Macquarie commits $130m for container staging hub in L.A.

   The developer planning to build a large container staging yard on Terminal Island at the Port of Los Angeles has obtained financing for the project.
   Jonathan Rosenthal, the chief executive officer of the proposed Harbor Performance Enhancement Center (HPEC), said Macquarie committed up to $130 million for the project, which would involve building a 110-acre dray-off yard for containerized cargo moving through the ports of Los Angeles and Long Beach.
   HPEC will not simply be a parking lot, but a service, he explained. Containers arriving at the ports would be loaded on chassis and then moved by drayage trucks that HPEC will hire to the staging yard. That would allow HPEC customers to have the truckers moving cargo to and from their final destination to pick-up or deliver containers at the HPEC staging yard without having to actually enter marine terminals where there are often long delays.

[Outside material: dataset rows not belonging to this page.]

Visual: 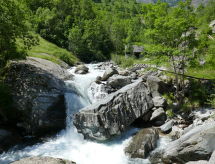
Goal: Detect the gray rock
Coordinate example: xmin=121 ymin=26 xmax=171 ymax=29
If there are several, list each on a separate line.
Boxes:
xmin=75 ymin=65 xmax=89 ymax=74
xmin=125 ymin=128 xmax=159 ymax=158
xmin=186 ymin=151 xmax=215 ymax=164
xmin=162 ymin=122 xmax=215 ymax=164
xmin=101 ymin=68 xmax=118 ymax=81
xmin=152 ymin=96 xmax=167 ymax=108
xmin=130 ymin=72 xmax=138 ymax=80
xmin=5 ymin=59 xmax=66 ymax=135
xmin=147 ymin=76 xmax=168 ymax=97
xmin=150 ymin=108 xmax=167 ymax=126
xmin=107 ymin=75 xmax=131 ymax=89
xmin=74 ymin=80 xmax=153 ymax=141
xmin=118 ymin=70 xmax=130 ymax=76
xmin=0 ymin=129 xmax=21 ymax=153
xmin=11 ymin=157 xmax=75 ymax=164
xmin=160 ymin=120 xmax=174 ymax=133
xmin=209 ymin=150 xmax=215 ymax=164
xmin=186 ymin=160 xmax=209 ymax=164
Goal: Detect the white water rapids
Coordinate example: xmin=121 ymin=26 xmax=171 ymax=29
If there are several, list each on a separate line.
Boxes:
xmin=0 ymin=64 xmax=170 ymax=164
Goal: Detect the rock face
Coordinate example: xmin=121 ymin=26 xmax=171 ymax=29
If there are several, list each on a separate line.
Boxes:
xmin=160 ymin=120 xmax=174 ymax=133
xmin=163 ymin=122 xmax=215 ymax=164
xmin=0 ymin=129 xmax=21 ymax=153
xmin=5 ymin=58 xmax=67 ymax=135
xmin=101 ymin=68 xmax=118 ymax=81
xmin=75 ymin=65 xmax=89 ymax=74
xmin=150 ymin=108 xmax=167 ymax=126
xmin=107 ymin=75 xmax=131 ymax=89
xmin=11 ymin=157 xmax=75 ymax=164
xmin=152 ymin=96 xmax=167 ymax=107
xmin=74 ymin=80 xmax=153 ymax=141
xmin=125 ymin=128 xmax=159 ymax=158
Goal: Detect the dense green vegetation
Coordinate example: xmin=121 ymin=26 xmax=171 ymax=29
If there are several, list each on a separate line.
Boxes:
xmin=27 ymin=37 xmax=78 ymax=65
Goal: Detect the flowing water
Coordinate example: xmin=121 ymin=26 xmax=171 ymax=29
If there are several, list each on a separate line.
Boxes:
xmin=0 ymin=64 xmax=167 ymax=164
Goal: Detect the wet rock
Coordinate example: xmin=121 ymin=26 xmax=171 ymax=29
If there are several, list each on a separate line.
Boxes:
xmin=119 ymin=70 xmax=130 ymax=76
xmin=11 ymin=157 xmax=75 ymax=164
xmin=107 ymin=75 xmax=131 ymax=89
xmin=5 ymin=59 xmax=66 ymax=135
xmin=101 ymin=68 xmax=118 ymax=81
xmin=160 ymin=120 xmax=174 ymax=133
xmin=75 ymin=65 xmax=89 ymax=74
xmin=125 ymin=128 xmax=159 ymax=158
xmin=186 ymin=160 xmax=208 ymax=164
xmin=162 ymin=122 xmax=215 ymax=164
xmin=186 ymin=151 xmax=215 ymax=164
xmin=96 ymin=76 xmax=102 ymax=84
xmin=150 ymin=108 xmax=167 ymax=126
xmin=74 ymin=80 xmax=153 ymax=141
xmin=152 ymin=96 xmax=167 ymax=108
xmin=130 ymin=72 xmax=138 ymax=80
xmin=149 ymin=150 xmax=163 ymax=164
xmin=0 ymin=129 xmax=21 ymax=153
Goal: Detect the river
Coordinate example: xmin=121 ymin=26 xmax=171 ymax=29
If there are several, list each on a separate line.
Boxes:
xmin=0 ymin=64 xmax=168 ymax=164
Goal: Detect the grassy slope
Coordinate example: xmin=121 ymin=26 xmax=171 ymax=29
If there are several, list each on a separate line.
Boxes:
xmin=28 ymin=36 xmax=79 ymax=65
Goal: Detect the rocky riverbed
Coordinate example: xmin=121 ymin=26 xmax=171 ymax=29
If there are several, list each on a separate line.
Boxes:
xmin=0 ymin=58 xmax=215 ymax=164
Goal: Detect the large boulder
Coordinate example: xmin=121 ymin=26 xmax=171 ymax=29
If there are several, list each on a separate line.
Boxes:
xmin=125 ymin=128 xmax=159 ymax=158
xmin=107 ymin=75 xmax=131 ymax=89
xmin=101 ymin=68 xmax=118 ymax=81
xmin=186 ymin=151 xmax=215 ymax=164
xmin=5 ymin=58 xmax=67 ymax=135
xmin=147 ymin=76 xmax=170 ymax=97
xmin=74 ymin=80 xmax=153 ymax=141
xmin=75 ymin=65 xmax=89 ymax=74
xmin=150 ymin=108 xmax=167 ymax=126
xmin=0 ymin=129 xmax=21 ymax=153
xmin=160 ymin=120 xmax=174 ymax=133
xmin=11 ymin=157 xmax=75 ymax=164
xmin=152 ymin=96 xmax=167 ymax=108
xmin=163 ymin=122 xmax=215 ymax=164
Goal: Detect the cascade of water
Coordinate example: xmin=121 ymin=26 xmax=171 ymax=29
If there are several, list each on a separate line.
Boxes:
xmin=0 ymin=64 xmax=169 ymax=164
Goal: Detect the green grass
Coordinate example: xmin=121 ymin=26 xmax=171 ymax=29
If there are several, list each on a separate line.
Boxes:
xmin=27 ymin=36 xmax=79 ymax=65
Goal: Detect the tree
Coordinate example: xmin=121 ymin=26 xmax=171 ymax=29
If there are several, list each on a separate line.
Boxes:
xmin=143 ymin=1 xmax=197 ymax=103
xmin=0 ymin=0 xmax=34 ymax=67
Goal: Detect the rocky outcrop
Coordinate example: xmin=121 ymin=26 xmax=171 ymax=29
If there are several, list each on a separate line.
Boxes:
xmin=147 ymin=76 xmax=169 ymax=98
xmin=107 ymin=75 xmax=131 ymax=89
xmin=11 ymin=157 xmax=75 ymax=164
xmin=152 ymin=96 xmax=167 ymax=108
xmin=125 ymin=128 xmax=159 ymax=158
xmin=75 ymin=65 xmax=89 ymax=74
xmin=150 ymin=108 xmax=167 ymax=126
xmin=186 ymin=151 xmax=215 ymax=164
xmin=101 ymin=68 xmax=118 ymax=81
xmin=74 ymin=80 xmax=153 ymax=141
xmin=5 ymin=58 xmax=68 ymax=135
xmin=160 ymin=120 xmax=174 ymax=133
xmin=163 ymin=122 xmax=215 ymax=164
xmin=0 ymin=129 xmax=21 ymax=153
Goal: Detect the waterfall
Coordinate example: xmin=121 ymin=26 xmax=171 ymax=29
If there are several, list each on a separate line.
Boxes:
xmin=0 ymin=64 xmax=168 ymax=164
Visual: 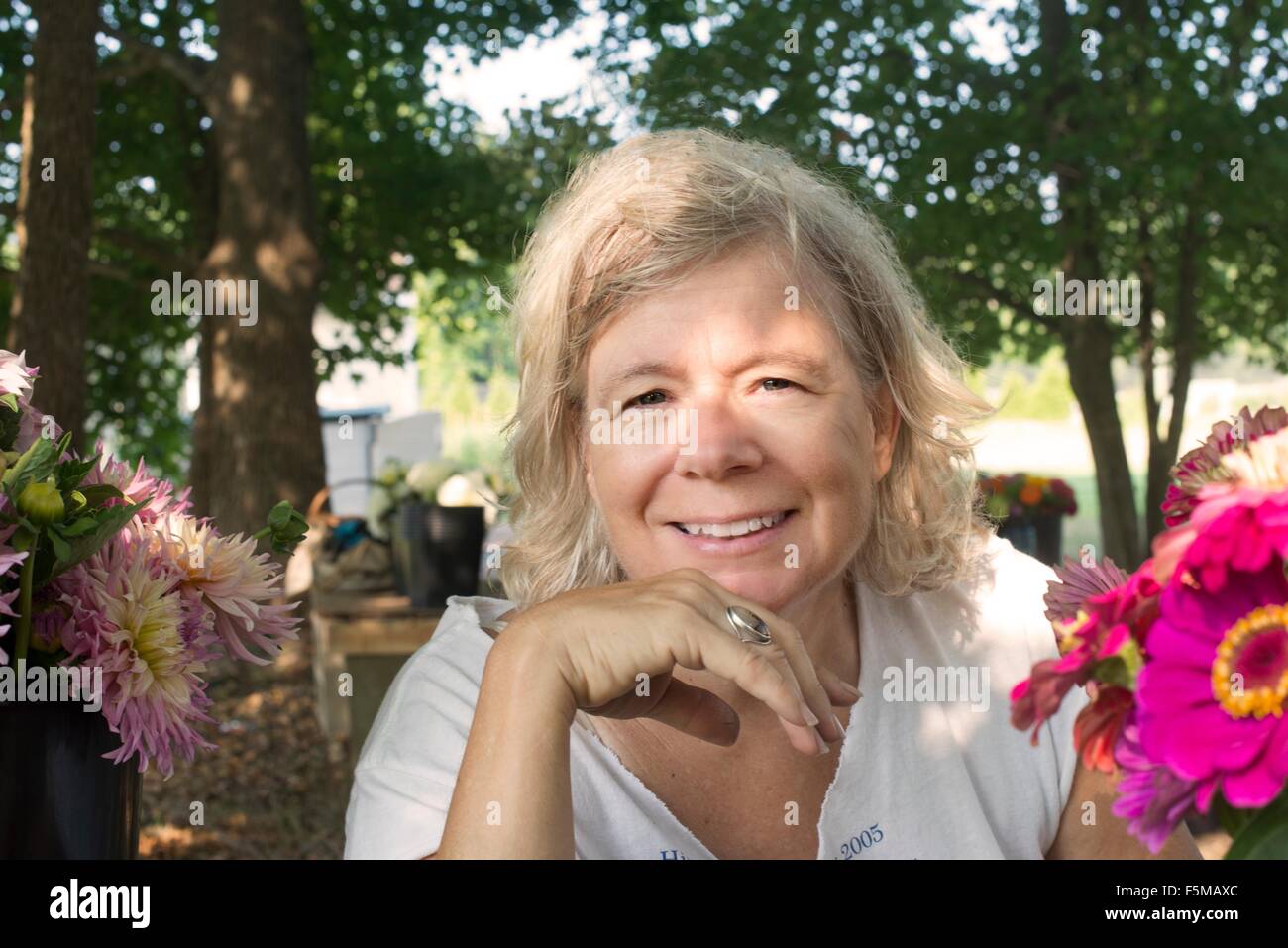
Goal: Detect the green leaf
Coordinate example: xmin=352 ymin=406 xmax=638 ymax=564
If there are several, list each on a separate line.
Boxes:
xmin=1091 ymin=656 xmax=1136 ymax=690
xmin=0 ymin=438 xmax=59 ymax=500
xmin=61 ymin=516 xmax=98 ymax=537
xmin=58 ymin=455 xmax=98 ymax=490
xmin=81 ymin=484 xmax=125 ymax=507
xmin=1225 ymin=792 xmax=1288 ymax=859
xmin=48 ymin=531 xmax=72 ymax=562
xmin=36 ymin=500 xmax=147 ymax=588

   Trucking companies would be able to go to HPEC, rather than potentially visiting multiple terminals among the 13 container terminals that operate at the two Southern California ports.
   HPEC believes that when fully-built out, it would be able to take 3,500 truckloads per day from nearby container terminals. That will be in two or three years, but Rosenthal said the company plans to open a pilot version of the terminal within six months that could accommodate 400 containers.
   Rosenthal views the investment by Macquarie as a major vote of confidence in the project, saying the investment bank is investing its own funds, not just money it manages on behalf of others in the project.
   The yard will be built in an area of the Port of Los Angeles on Terminal Island that was formerly used to stage exports of petroleum coke. The coke terminal was shut down in 2002.
   Rosenthal said the ability to locate a large dray-off yard right in the port was an unusual opportunity, contending that it might not be possible to find a comparable site without going many miles from the port to an area such as the Inland Empire. In contrast, he said the HPEC site is within 7,500 feet of terminals with 80 percent of the crane capacity of the Port of Los Angeles.
   HPEC will be able to take advantage of so-called “peel-off” programs where shippers or groups of shippers work with marine terminals to have a fleet of trucks rapidly remove a large group of containers from a pile of containers rather than sending a trucker to pick up one particular box from the thousands or tens of thousands that may be stored at a terminal.
   Rosenthal said HPEC could make peel-off programs more attractive to marine terminal operators because they will be able to put any container going to HPEC in the same block of containers.
   “The terminal operators now, they have a hard time creating free flow stacks, because unless you’re Wal Mart or you’re Target, you just don’t have enough volume... for a free flow stack, you need volume,” he explained.
   HPEC will help truckers become more efficient, said Rosenthal. “Your number of turns per day per truck is much higher. Your labor cost is much better, and the truck drivers can make more money because they have higher turns.”
   He believes truck drivers who work for HPEC will be able to make up to five round trips to marine terminals in a day.
   The facility is attractive to beneficial cargo owners, said Rosenthal, because they will have more control over their inventory, labor, and warehouse or distribution center. Labor, he said, can be better matched to the arrival of inventory.
   He said all the containers at HPEC terminal will be mounted on chassis and the facility will have a computer system that allows BCOs to know what containers are available, and where they are. The facility will have automated gates and truckers will be able to enter it 24 hours a day, 7 days a week. He expects turn times to be 20 minutes.
   Shipping lines will potentially be able to offer shippers a differentiated service, he said.
   “Today, everybody flies coach,” he said. When HPEC begins operating, he said carriers will be able to say to customers, “We’ll deliver this thing to HPEC. We’ll deliver the can on wheels and you can come whenever you want and come pick it up.”
   Rosenthal said the project is about midway through the California Environmental Quality Act process and will have to be permitted and approved by the Los Angeles Board of Harbor Commissioners. The board has, he said, previously approved a memorandum of understanding and exclusive negotiating agreement with HPEC.
   Rosenthal said the terminal hopes it is able to use alternatively fueled vehicles running on liquefied natural gas, or hydrogen or electricity to move containers from the terminals to the HPEC lot.